Wednesday, August 19, 2009

HB 7 in Detail: Calendar year cycles

Contribution limits always come with time limits. In federal elections, a contributor may give $2,400 to a candidate for each election, so that a contributor who maxed out before Election Day can give again after Election Day. HB 7 sets astronomically high limits on giving to campaigns, much higher than in federal elections. And it sets those limits by calendar year, rather than by election. This difference raises some legal and policy questions.

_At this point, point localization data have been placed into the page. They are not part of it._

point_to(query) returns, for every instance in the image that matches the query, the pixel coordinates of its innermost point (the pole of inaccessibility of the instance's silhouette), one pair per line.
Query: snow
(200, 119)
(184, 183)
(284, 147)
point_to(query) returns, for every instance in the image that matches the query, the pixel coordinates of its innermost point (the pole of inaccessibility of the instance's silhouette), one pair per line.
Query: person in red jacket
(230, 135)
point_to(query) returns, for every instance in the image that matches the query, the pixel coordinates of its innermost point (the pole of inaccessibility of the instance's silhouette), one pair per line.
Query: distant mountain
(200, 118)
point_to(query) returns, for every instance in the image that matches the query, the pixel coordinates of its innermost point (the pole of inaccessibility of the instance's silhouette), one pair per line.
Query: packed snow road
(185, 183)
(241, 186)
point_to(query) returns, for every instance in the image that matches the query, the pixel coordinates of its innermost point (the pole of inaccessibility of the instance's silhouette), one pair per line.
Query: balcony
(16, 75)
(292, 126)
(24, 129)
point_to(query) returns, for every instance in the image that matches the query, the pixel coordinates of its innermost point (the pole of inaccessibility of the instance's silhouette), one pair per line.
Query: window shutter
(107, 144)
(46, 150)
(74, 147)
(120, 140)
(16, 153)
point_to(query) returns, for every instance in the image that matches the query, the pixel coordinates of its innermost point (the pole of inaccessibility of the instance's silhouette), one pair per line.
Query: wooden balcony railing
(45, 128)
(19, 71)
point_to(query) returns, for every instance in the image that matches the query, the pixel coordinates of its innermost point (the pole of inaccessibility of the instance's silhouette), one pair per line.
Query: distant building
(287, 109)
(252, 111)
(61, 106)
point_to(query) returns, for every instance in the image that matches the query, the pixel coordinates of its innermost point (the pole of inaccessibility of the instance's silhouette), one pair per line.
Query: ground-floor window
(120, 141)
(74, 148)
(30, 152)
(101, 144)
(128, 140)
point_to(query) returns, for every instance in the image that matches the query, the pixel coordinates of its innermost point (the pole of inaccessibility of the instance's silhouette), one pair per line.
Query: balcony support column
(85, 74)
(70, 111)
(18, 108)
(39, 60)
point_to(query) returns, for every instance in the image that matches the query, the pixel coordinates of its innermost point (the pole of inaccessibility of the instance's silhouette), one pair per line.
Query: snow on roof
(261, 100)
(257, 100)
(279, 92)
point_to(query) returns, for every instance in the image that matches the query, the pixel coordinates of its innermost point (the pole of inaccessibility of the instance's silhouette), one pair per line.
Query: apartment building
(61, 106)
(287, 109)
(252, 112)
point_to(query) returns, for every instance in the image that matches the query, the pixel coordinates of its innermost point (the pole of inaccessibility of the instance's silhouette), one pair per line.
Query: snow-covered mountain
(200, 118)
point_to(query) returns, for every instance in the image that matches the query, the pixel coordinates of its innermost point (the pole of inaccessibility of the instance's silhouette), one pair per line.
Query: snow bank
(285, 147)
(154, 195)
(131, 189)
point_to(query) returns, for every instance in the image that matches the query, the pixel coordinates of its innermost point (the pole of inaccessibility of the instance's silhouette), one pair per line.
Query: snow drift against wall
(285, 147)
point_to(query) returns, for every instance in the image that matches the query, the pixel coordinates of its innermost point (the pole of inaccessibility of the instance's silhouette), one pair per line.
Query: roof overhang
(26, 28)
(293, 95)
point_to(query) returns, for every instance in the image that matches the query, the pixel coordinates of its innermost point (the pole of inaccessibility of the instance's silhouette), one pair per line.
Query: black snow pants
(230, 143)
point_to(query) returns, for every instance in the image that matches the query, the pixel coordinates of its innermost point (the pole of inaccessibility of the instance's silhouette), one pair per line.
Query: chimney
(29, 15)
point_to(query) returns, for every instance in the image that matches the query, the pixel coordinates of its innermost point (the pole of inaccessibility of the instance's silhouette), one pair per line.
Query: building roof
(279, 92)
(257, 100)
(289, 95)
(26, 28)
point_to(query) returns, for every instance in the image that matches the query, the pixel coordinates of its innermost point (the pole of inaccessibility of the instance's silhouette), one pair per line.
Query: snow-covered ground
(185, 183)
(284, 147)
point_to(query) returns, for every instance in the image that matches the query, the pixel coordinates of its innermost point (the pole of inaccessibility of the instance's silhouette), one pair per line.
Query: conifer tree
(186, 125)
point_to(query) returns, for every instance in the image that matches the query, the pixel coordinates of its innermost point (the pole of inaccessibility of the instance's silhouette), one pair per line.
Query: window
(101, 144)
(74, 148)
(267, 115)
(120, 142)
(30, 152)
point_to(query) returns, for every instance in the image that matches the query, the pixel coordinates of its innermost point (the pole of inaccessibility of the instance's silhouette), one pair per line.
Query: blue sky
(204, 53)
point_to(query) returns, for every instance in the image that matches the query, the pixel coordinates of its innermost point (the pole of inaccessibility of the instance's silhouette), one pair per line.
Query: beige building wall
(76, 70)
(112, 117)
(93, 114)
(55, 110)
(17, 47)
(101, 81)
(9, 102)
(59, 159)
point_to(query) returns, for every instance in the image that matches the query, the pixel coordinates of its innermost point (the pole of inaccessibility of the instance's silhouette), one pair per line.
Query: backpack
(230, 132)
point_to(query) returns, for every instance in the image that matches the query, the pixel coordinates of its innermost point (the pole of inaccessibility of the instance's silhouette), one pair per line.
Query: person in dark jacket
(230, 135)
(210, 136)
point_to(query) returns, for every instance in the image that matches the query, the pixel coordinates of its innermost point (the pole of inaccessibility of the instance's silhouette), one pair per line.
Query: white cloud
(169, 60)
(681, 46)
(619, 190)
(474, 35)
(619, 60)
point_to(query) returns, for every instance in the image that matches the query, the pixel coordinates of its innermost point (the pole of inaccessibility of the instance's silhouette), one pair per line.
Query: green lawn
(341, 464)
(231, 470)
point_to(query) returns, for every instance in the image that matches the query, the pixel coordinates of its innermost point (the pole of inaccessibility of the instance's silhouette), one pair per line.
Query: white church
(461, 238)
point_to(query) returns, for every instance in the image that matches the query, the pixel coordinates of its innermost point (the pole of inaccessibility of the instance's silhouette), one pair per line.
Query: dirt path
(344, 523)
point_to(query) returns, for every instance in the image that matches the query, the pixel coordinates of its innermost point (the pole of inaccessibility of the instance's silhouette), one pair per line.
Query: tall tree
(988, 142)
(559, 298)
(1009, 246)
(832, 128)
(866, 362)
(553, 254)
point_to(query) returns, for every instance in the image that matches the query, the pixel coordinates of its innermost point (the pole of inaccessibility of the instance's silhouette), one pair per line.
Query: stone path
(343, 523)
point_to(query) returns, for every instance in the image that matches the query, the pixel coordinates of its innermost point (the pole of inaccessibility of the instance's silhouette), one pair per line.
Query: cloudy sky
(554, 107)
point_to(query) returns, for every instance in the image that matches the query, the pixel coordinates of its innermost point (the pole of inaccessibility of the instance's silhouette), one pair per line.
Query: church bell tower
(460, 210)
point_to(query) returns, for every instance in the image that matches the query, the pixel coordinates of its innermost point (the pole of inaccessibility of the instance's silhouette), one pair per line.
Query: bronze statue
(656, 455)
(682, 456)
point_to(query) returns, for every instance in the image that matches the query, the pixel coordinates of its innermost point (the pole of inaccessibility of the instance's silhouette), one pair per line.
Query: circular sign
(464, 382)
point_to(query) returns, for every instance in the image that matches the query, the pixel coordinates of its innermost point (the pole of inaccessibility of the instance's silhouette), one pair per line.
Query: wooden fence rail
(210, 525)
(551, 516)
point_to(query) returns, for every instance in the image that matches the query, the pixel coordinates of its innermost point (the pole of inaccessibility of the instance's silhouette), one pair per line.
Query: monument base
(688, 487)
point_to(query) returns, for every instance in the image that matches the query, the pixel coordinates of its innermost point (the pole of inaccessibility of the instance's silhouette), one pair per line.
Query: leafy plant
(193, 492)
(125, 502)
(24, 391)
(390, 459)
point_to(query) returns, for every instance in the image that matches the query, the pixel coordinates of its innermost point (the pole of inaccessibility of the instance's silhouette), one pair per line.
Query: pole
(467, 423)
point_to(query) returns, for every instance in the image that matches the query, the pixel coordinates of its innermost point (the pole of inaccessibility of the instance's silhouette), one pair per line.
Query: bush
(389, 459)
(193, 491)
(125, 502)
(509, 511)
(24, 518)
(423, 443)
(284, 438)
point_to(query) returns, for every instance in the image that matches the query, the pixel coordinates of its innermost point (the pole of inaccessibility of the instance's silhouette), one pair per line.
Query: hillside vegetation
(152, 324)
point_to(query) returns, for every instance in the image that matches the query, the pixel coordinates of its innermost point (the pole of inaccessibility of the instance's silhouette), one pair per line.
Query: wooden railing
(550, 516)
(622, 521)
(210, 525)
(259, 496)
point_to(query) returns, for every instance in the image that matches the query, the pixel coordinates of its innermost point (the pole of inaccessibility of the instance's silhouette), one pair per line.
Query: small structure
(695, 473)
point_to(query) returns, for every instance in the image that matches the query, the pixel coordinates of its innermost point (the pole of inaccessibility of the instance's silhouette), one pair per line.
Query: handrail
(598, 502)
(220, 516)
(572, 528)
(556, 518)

At least one court has declared that calendar year limits are unconstitutional. A federal appeals court ruled in SEIU v. Fair Elections Practice Commission (1992) that the State of California does not have a sufficient interest in calendar years to overcome a person's right to participate in the political process. Courts are divided on this; other courts have approved calendar year limits. But when setting limits, it is fair to ask why giving more than the amount in a given time frame should be prohibited. Both the amount and the time frame have to be justifiable, and it is not at all clear what is so magical about January 1, that limits should restart on that date.

There are also policy concerns. Our state elections include primaries, now in early February, and general elections, in early November. Setting limits by calendar year means that a donor who maxes in January, before the primary, cannot give again to that candidate until long after the general election.

Now, most incumbent legislators are not opposed in the primary, and about half are not opposed in either the primary or the general, so maybe they aren't so concerned about this issue. But how is it in the state's interest to say that if you give the max on December 31, you can give the max again the next day, but if you max out right before the primary, you cannot give again until after the general? How does that time-frame address the fact or appearance of corruption?

Too, setting limits by calendar year allows incumbents to get a leg up on fundraising. This is especially true for officials in four-year terms, who can take in a couple of calendar years’ worth of contributions before a challenger would even consider running for their seats. How is a challenger who sat out the first two years of a four-year term without raising any money to compete against an incumbent who holds regular golf outings?

The better time frame for all offices is to set limits by the election cycle.